OSDir


[Date Prev][Date Next][Thread Prev][Thread Next][Date Index][Thread Index]

Can not submit flink job via IP or VIP of jobmanager


Hello Flink team,

We use Flink on DCOS and have problems submitting a Flink job from within a container to the Flink cluster. Both the container and the Flink cluster are running inside DCOS, on different nodes.

 

We have the following setup: Flink was installed on DCOS using the package from the catalog.
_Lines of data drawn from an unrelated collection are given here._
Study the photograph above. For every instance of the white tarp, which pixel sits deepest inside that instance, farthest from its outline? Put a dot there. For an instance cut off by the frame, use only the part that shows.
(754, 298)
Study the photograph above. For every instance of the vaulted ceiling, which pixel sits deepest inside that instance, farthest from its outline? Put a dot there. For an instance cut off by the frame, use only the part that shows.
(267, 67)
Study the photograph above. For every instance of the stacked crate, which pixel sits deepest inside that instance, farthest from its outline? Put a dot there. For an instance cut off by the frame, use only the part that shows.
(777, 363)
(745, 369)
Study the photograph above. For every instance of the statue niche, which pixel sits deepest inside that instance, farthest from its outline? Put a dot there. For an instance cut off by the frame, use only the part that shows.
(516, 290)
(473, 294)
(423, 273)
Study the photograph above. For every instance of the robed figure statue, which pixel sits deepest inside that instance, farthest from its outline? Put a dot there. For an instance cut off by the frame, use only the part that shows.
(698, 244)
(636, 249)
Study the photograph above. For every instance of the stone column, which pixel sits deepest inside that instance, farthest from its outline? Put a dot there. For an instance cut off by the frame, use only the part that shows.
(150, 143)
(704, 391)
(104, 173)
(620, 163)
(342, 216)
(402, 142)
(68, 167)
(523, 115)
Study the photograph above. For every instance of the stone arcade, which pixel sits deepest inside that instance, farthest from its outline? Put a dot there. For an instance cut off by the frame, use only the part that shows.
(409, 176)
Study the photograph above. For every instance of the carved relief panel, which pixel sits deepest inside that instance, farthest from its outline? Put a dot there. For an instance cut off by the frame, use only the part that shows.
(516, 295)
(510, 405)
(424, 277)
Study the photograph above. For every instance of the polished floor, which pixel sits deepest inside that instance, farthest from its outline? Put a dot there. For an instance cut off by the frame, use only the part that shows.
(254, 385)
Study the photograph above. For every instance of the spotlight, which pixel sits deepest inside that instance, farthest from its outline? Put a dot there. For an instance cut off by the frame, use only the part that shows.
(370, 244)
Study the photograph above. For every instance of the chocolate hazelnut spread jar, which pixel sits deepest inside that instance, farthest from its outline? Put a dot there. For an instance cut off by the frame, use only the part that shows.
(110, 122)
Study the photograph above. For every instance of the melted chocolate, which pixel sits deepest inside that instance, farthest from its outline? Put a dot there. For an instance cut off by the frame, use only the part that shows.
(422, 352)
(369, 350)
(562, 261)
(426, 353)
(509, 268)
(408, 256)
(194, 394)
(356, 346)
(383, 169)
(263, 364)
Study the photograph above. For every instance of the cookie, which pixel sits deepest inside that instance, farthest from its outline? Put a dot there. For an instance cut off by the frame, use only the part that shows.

According to the Flink UI ([DCOS-URL]/service/flink/) the Flink job manager settings are:

 

    jobmanager.rpc.address              ip-10-0-1-95.eu-central-1.compute.internal

    jobmanager.rpc.port          14503

    jobmanager.web.port                       14502

    mesos.artifact-server.port      14505

 

where "ip-10-0-1-95.eu-central-1.compute.internal" is the host name of the DCOS node with IP 10.0.1.95 on which the container with the job manager is running.

 

Furthermore for both the job manager RPC port and the job manager web port a VIP is configured:

 

job manager RPC port: flink.marathon.l4lb.thisdcos.directory:6123

job manager Web port: flink.marathon.l4lb.thisdcos.directory:8081

 

 

Now if we try to submit a Flink job to the job manager via the Flink cli performing the following steps:

1) log into the DCOS master node:

    dcos node ssh --leader --master-proxy

2) start an interactive session inside a Docker container using the Mesosphere Flink image:

    docker run --rm -it mesosphere/dcos-flink:1.4.2-1.0 /bin/bash

3) submit a Flink job to the Flink job manager:

    cd /flink-1.4.2

    ./bin/flink run -m ip-10-0-1-95.eu-central-1.compute.internal:14503 examples/streaming/WordCount.jar

               

everything works fine. The job appears as an entry within the Flink UI and we get the results we expect.

 

But if we try to submit the same job to the job manager using the VIP of the job manager flink.marathon.l4lb.thisdcos.directory:6123 using:

 

    ./bin/flink run -m flink.marathon.l4lb.thisdcos.directory:6123 examples/streaming/WordCount.jar

 

or if we try to submit the job to the job manager using the IP of the DCOS node instead of its host name:

 

    ./bin/flink run -m 10.0.1.95:14503 examples/streaming/WordCount.jar

 

the job can not be submitted. Apparently the connection to the job manager can not be established and nothing appears within the Flink UI. You can find the output in attachment.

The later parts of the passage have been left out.